In relation to this, rather than emphasising CCE, a subject that is not examined in the external National Examinations, from the interviews generally teachers in the four schools put more emphasis on external National Examination subjects that would bring visible performance indicators.
It was apparent that in this research, CCE ‘has been challenged by the performativity discourse’ (Jeffrey, 2002: 531) that ‘prioritized the pursuit of excellence and accountability by focusing on the satisfaction to be gained from the achievement of goals and improvements in performance’ (Jeffrey, 2002: 532).

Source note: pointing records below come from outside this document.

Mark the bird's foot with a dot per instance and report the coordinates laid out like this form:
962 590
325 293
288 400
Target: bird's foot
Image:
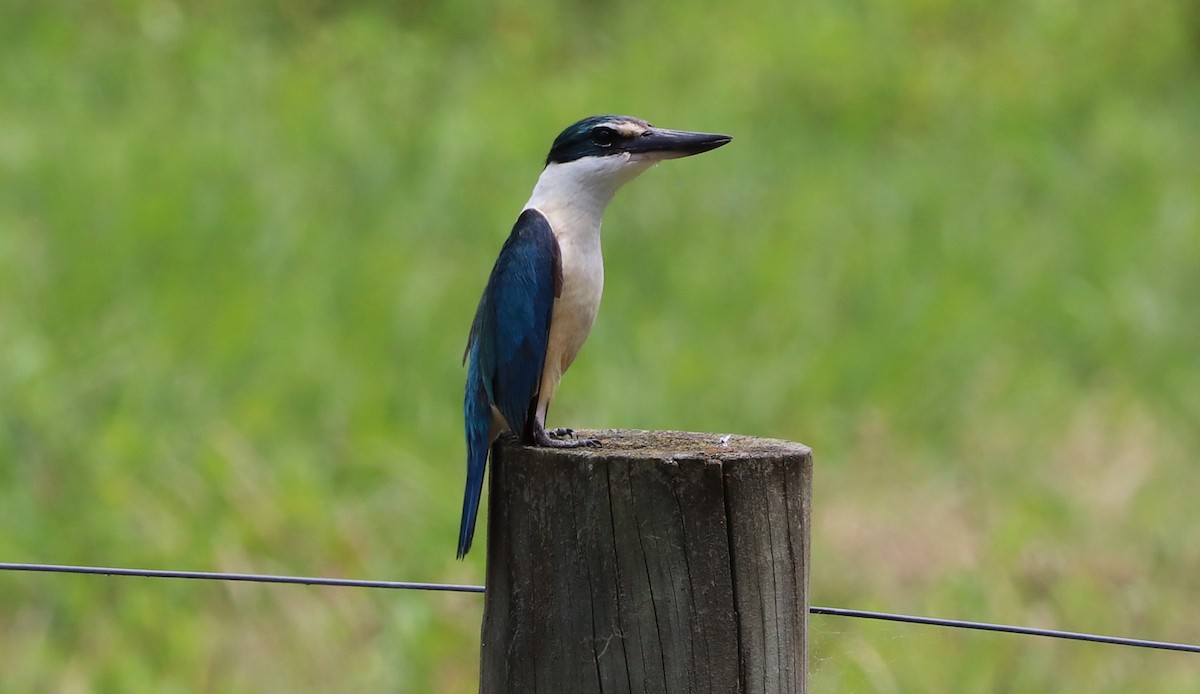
561 437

Despite the purpose of education, as envisaged by the National Education Philosophy which is to develop a wholesome person
in terms of physical, emotional, spiritual and intellectual, to a high number of respondents, it is more towards ‘human capital development’ (Cempaka 9). In fact, ‘raising the achievement levels of pupils in national tests to ensure a high position’ (Jeffrey, 2002 : 531) in the state and national educational ranks was still the main focus of most teachers. Teachers in this study generally could be identified as ‘performative’ (Ball, 2003 : 226) as they placed more emphasis on examination subjects. This was influenced by the pressures not only from macro and meso levels but also from parents, whom according to a senior non-CCE Chinese teacher in Bakawali school would prioritise academic achievement in choosing the school for their children. Meanwhile, to a CCE teacher who was also the Afternoon Session Senior Assistant in Anggerik, the school’s main agenda was to achieve excellent academic results, as this was the expectation of external school society. Thus, Ball et al., (2012: 72) emphasised that ‘policies do not get enacted in isolation’, the external pressures of performativity discourse could mediate the way CCE is translated and enacted at the micro level.